How Does Lead Scoring Work? Setting up your First Lead Scoring Model

How Does Lead Scoring Work? Setting up your First Lead Scoring ModelNot every lead is equally as good as others, and a good marketing department recognizes that sales teams treat every lead differently depending on its source and qualification.

If you flood your sales team with a large amount of low quality leads, they will waste their time making calls and emails to people that don’t have the means or inclination to purchase your product or service.

Conversely, your marketing team doesn’t have the time to manually go through every lead that comes in through your CRM system – qualifying or researching each lead to determine its suitability for the sales process. If you’re getting hundreds of leads per month, your sales team might not have time to do that, either!

Lead scoring is an automated way of assigning a value to each lead in your system – gradually increasing or decreasing their “score” and ensuring that the sales team is alerted to leads that are truly “sales qualified” and ready to be worked.

Developing a Lead Scoring Model

A scoring system is a joint effort between the sales team and the marketing team since the sales team is ultimately responsible for working the leads that the marketing team passes over.

When you are developing a lead scoring model, you should start with an “ideal customer” profile, assigning points based on the amount of deviation from that ideal. You also need to base your scoring on whatever threshold you are planning on using for your “marketing qualified lead” status, so leads are passed to sales when they are warm but not stale, but not so soon that they haven’t had a chance to interact with your content.

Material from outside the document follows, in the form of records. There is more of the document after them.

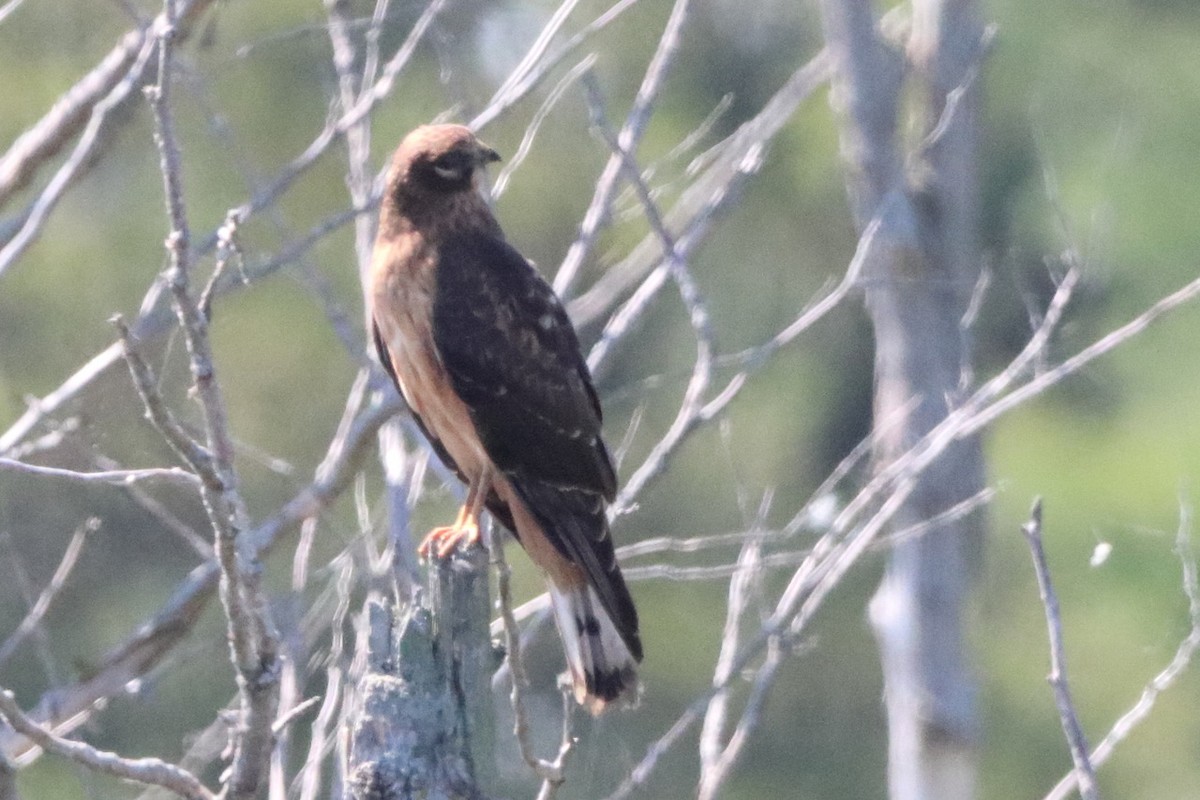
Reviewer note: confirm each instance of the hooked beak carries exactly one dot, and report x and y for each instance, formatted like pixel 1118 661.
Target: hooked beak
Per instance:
pixel 487 156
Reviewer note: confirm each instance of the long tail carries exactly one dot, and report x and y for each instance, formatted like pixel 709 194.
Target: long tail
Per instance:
pixel 601 666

Lead scoring is a long term initiative – and a lead that isn’t immediately qualified might stick around in your database for months until they finally see an email that sparks their interest, causing them to take several actions on your website that push them over your qualification threshold.

Demographic Scoring

The first step of lead scoring is to assign a score to a lead based on information that the person puts into forms or implied through activity or a database entry.

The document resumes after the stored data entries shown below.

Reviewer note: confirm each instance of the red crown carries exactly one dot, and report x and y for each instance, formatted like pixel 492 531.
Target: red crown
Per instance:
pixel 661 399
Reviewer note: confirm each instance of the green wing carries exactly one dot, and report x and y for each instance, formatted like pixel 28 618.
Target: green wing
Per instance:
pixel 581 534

For example, depending on your target market and the people that have been most likely to do business with you in the past, you might assign a different value for each industry – and a higher value for job titles that represent decision makers in their companies.

You might also assign values for countries (with lower/no values for countries that you don’t do business with), or other characteristics that represent the composition and description of the lead/account – like the size of the customer company or their total revenue.

Demographic scoring is basically your answer to, “Who is this person, and can we successfully sell to them?”

Behavioral Scoring

Behavioral scoring, on the other hand, is the answer to, “What is this person doing, and do they want to do business with us?”

In behavioral scoring, people are given points based on their actions on your website or in another sales channel. For example, you might assign a higher value to someone visiting more than one product related page and your pricing page, but a lower value to someone signing up for your newsletter.

Actions that imply willingness to purchase (based on past patterns) should be weighted more heavily than actions that represent curiosity or casual interest – so when someone fills out a free trial form for your software product, the lead score would be higher then if that person were to download an educational whitepaper.

The trick to behavioral scoring is to ensure that your leads have to make some interaction with your company and its content before they are passed to sales – so your sales team isn’t relying solely on a cold call to pique the lead’s interest.

Negative Scoring

Sometimes, you want to deduct points from one of your leads, and negative scoring allows you to decrease a lead’s score (and priority). For example, if a contact visits the employment page of your website, it is usually cause enough to subtract points from their lead score since job seekers aren’t exactly looking to purchase products or services.

Similarly, contacting people that unsubscribe from newsletters or marketing campaigns are not among a salesperson’s highest priorities, so your lead scoring model might deduct points from that contact as well.

Lead Scoring and Marketing Analytics

As you can imagine, marketing analytics plays heavily into lead scoring. Having a business analyst that can work with both marketing and sales to identify patterns is important to getting a lead scoring model right the first time. Your analyst will be able to compare customer records with a lead’s activity on your website, and can identify which activities lead to people become customers. Those activities are more valuable to your business, therefore their lead scores will be higher.

Automating Your Lead Scoring Model

Obviously, you aren’t likely to score leads manually. Marketing automation software can aid in examining your contacts’ profile and history, then assign a lead score accordingly. The lead score value then needs to be passed into your CRM system so your sales reps can use that intelligence as they work leads.

For example, HubSpot’s CRM will show your sales rep a contact’s lead score along with the contact record and complete list of interactions a contact has had with your website or email. HubSpot will also synch a lead score with Salesforce so your sales reps can get up-to-the-minute lead scores inside Salesforce.

Action item: Think about how lead scoring might help your sales team prioritize the leads they get. Properly researching and following up with leads can be a time consuming process. Could a lead scoring model empower your sales team to sell more?